Lazy Eye – The Myths and Realities

The term “Lazy Eye” refers to the inability of the visual system to send the appropriate signal from the retina (back) of the eye through the optic nerve to the visual center in the brain.  When there is a deficit in the conduction of the image being viewed, it usually occurred because the eye lacked visual stimulation during a crucial period during a childs development, believed to occur between the ages of 2 and 7 years old.

A Lazy Eye can often be “fixed” by occluding the better seeing eye, forcing the lazy eye to see for several hours, several times a week, and this therapy is achieved in several ways, from patching, to blurring with eyedrops and is usually effective up until the age of 7.  Recent research suggests there is hope that children, even adolescents may be able to restore some of their vision in the lazy eye even after the age of 7.

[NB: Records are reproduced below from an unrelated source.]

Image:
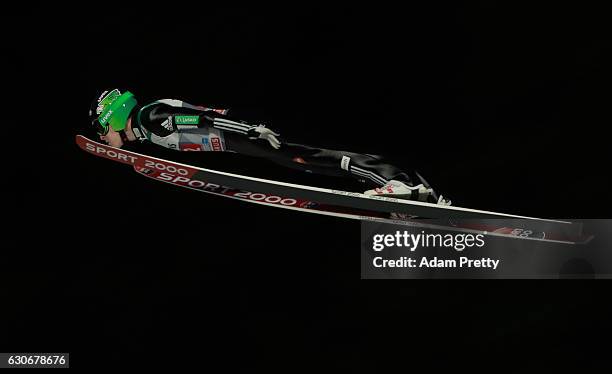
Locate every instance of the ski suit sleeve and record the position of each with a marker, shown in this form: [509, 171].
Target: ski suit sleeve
[167, 122]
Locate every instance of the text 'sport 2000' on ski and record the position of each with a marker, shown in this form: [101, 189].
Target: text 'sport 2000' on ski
[342, 204]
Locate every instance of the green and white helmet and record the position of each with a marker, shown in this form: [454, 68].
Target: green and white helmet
[111, 108]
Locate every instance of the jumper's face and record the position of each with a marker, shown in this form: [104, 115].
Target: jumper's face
[112, 138]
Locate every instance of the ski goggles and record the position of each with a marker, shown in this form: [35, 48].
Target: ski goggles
[114, 109]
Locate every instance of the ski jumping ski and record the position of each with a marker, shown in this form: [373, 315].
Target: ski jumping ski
[340, 203]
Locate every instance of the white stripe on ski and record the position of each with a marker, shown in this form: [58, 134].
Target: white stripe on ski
[327, 191]
[364, 218]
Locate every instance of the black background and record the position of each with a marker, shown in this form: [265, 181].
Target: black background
[502, 107]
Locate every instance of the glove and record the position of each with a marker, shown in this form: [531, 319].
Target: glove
[262, 132]
[444, 202]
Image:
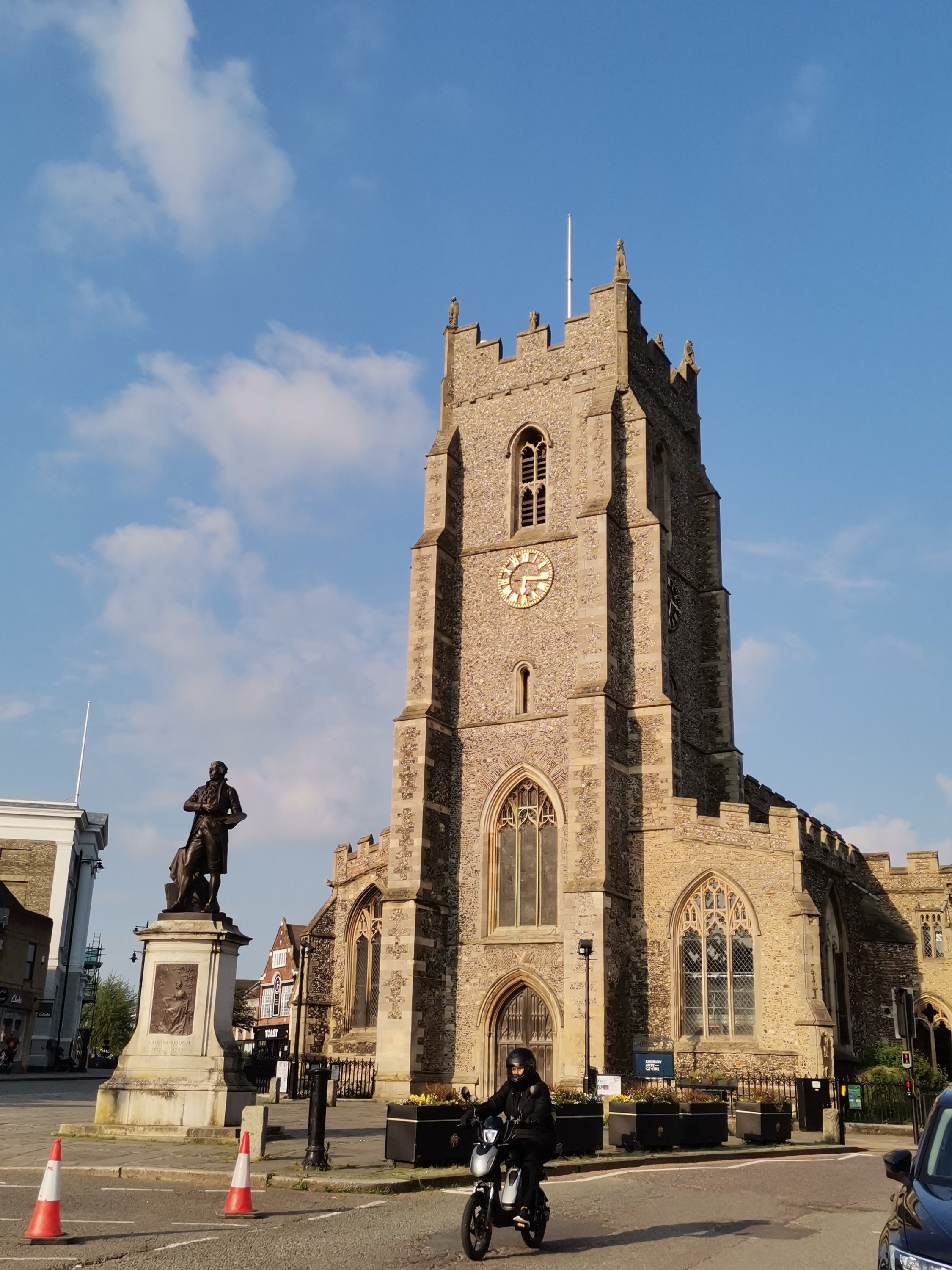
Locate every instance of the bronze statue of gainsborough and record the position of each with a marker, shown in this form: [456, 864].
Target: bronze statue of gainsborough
[216, 811]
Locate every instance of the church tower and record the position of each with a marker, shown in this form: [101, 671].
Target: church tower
[568, 689]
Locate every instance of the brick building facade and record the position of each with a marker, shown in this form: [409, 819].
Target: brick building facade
[565, 765]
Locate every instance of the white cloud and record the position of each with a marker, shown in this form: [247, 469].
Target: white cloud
[891, 835]
[753, 663]
[290, 416]
[111, 306]
[294, 690]
[805, 102]
[834, 564]
[196, 139]
[85, 201]
[11, 710]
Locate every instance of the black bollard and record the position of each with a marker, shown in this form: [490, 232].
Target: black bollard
[316, 1156]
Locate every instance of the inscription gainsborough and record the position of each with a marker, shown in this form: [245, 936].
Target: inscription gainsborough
[174, 1000]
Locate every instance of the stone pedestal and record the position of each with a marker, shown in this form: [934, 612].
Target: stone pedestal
[182, 1066]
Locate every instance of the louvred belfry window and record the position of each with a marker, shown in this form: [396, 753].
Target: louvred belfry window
[365, 961]
[716, 963]
[527, 860]
[532, 463]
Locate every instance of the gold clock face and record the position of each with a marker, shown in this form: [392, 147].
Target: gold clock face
[526, 578]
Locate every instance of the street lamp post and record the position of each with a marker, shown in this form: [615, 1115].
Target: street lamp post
[316, 1155]
[586, 952]
[301, 1004]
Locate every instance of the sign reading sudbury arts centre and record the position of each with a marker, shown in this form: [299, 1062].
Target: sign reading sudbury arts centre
[174, 999]
[659, 1063]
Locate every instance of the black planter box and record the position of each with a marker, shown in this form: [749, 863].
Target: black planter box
[763, 1122]
[421, 1136]
[704, 1124]
[579, 1128]
[644, 1124]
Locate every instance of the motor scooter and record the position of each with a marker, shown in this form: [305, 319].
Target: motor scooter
[495, 1193]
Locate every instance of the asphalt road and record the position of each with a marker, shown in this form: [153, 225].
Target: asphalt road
[784, 1213]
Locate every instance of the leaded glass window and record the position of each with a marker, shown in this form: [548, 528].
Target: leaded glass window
[532, 460]
[365, 961]
[931, 928]
[716, 963]
[527, 860]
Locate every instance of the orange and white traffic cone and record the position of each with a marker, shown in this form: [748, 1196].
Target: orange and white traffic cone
[45, 1225]
[239, 1202]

While lazy eye is often seen in conjunction with an eye turn (crossed eyes or “wall-eye”), clinically described by the term Strabismus, the reason isn’t the eye turn, it is the fact that the eye that turns away from the object of regard isn’t visually stimulated, causing it to become lazy.

Many standard pediatrician and school screenings fail to diagnose lazy eye, as children can often compensate well enough to show apparently decent results in these screenings.  This is why having your child evaluated prior to starting preschool is very important.  Most lazy eyes can be helped, but the ones who don’t receive proper attention may remain lazy for the rest of the childs life, limiting their ability to perform tasks that require depth perception like flying a plane.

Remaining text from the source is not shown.